Atari have joined the voices concerned about second hand game sales and how they've"economically been extremely painful for the industry".
There's a light at the end of the tunnel though as CEO Gardner explains games are becoming "more network centric," so publishers can cash in on online services.
The problem is that with second hand sales "the publishers don't benefit," only the retailers make a profit.
"But as games change and they become more and more network centric, the disc in the box becomes only one part of the experience. As that experience grows then it becomes not such a problem," commented Gardner.
It seems that offering additional content online through various services may be a suitable solution for the publishers to enjoy after sale revenue themselves.
"There's no doubt that second hand games sales has a macro-economic impact on the industry and a lot of people get miserable about it," said Phil Harrison, Atari president.

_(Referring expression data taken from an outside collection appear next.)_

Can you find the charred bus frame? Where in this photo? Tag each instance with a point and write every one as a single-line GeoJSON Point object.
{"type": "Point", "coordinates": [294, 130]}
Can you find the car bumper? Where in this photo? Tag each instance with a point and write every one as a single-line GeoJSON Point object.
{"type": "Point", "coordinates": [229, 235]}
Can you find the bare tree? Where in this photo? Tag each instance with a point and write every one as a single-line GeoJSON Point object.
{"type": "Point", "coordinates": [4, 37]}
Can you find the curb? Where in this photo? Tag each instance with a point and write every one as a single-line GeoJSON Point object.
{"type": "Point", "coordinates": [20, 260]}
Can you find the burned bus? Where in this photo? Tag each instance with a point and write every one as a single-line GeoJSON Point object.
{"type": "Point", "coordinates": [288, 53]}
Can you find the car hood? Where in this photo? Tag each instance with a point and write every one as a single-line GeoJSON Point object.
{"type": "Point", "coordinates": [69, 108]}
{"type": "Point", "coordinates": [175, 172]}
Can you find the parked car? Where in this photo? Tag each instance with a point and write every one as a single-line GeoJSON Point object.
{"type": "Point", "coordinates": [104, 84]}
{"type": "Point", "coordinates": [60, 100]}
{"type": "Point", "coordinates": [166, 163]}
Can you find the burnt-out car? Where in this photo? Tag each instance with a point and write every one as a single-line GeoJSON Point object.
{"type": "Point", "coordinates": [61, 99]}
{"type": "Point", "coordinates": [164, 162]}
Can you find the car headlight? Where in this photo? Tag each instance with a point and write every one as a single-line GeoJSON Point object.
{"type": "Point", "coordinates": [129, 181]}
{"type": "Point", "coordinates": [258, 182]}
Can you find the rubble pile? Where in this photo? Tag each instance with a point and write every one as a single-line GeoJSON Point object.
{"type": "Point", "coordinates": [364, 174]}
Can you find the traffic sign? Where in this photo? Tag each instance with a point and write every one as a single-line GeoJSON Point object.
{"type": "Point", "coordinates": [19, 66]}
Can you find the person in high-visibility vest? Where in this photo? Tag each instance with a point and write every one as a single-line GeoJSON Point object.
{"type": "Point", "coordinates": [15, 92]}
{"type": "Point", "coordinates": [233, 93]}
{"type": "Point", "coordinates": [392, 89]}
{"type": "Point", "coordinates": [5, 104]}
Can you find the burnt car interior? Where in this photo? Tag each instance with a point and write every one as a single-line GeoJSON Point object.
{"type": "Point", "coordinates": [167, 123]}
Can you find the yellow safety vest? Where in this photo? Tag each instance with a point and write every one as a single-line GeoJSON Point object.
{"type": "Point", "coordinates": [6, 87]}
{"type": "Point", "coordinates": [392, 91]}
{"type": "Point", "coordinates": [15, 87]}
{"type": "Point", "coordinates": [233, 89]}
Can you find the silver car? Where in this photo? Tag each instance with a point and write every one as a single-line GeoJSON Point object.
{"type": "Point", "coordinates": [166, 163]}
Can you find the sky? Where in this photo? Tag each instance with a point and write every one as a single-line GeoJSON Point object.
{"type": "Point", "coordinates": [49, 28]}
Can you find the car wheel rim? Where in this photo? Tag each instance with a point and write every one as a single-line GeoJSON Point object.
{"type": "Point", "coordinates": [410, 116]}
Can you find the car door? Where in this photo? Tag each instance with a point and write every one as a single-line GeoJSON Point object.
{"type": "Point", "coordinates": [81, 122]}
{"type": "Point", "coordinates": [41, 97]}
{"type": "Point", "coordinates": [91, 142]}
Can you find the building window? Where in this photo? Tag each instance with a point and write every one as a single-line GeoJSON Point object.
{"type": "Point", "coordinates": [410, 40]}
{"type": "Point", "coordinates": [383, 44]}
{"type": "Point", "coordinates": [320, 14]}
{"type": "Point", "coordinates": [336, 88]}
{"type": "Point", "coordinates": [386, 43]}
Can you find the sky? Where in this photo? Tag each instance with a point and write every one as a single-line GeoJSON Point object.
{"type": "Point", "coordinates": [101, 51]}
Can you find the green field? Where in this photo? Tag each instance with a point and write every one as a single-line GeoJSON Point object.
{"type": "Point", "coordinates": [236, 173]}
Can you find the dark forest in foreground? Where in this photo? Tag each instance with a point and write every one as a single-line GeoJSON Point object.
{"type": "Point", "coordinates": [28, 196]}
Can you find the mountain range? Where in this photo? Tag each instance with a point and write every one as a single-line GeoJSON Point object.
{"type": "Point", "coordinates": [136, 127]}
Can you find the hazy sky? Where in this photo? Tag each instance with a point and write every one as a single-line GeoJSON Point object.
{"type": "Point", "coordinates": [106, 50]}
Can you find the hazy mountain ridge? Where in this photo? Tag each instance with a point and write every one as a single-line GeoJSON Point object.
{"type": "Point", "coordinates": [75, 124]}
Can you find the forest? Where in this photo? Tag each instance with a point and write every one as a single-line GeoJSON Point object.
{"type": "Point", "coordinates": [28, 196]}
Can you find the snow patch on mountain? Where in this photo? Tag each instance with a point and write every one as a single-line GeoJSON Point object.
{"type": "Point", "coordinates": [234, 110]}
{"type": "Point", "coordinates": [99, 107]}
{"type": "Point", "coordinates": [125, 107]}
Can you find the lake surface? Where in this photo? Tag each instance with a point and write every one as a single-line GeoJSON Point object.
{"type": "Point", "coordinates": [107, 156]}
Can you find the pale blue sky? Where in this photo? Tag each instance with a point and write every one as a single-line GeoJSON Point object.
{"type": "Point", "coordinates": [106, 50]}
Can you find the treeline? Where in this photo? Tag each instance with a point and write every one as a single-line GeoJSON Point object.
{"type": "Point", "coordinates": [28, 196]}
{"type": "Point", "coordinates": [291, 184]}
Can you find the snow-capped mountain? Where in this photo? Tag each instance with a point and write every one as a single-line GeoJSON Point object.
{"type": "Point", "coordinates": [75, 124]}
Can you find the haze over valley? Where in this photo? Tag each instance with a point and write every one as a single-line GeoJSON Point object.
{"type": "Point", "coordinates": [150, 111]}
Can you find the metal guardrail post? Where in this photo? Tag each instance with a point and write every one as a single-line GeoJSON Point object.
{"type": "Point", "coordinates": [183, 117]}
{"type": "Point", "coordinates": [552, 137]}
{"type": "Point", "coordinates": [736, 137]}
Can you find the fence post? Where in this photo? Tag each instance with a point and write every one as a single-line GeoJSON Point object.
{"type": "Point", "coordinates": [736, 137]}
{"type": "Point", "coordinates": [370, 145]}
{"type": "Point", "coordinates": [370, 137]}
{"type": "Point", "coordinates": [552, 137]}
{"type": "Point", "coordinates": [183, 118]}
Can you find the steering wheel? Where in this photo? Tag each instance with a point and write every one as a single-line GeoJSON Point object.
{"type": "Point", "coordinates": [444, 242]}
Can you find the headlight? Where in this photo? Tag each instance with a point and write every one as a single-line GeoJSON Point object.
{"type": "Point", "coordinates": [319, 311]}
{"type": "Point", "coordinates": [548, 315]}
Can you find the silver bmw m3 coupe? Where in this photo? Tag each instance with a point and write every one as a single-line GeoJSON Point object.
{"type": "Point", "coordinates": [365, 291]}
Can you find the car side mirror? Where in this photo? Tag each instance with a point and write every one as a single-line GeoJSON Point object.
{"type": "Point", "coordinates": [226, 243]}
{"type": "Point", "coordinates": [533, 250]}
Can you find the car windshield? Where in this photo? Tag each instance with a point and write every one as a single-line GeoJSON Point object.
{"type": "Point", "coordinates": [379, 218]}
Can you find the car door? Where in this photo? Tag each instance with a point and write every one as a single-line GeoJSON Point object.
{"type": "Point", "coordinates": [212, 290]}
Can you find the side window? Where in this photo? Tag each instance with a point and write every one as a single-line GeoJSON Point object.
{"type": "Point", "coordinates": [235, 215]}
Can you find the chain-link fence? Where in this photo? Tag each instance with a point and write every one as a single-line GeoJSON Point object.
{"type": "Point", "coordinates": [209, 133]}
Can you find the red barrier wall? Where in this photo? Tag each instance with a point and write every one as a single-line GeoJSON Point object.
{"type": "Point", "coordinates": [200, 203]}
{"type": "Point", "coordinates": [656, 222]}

"The games that have the embedded community, the embedded commerce, the extended, expandable experiences, are the one's that you would never want to trade, the one's you want to keep hold of. And that's perfectly in line with our future strategy so we're not that concerned about it," he concluded.
So publishers just need to make super titles that keep our interest held hostage for endless months? Why didn't anyone else think of that?! With online distribution there is no trade-in service which is why many publishing giants are taking a keen interest.
The biggest problem is the price is often still high even when there's no physical product to hold in your hand, in some cases retail is actually sold cheaper.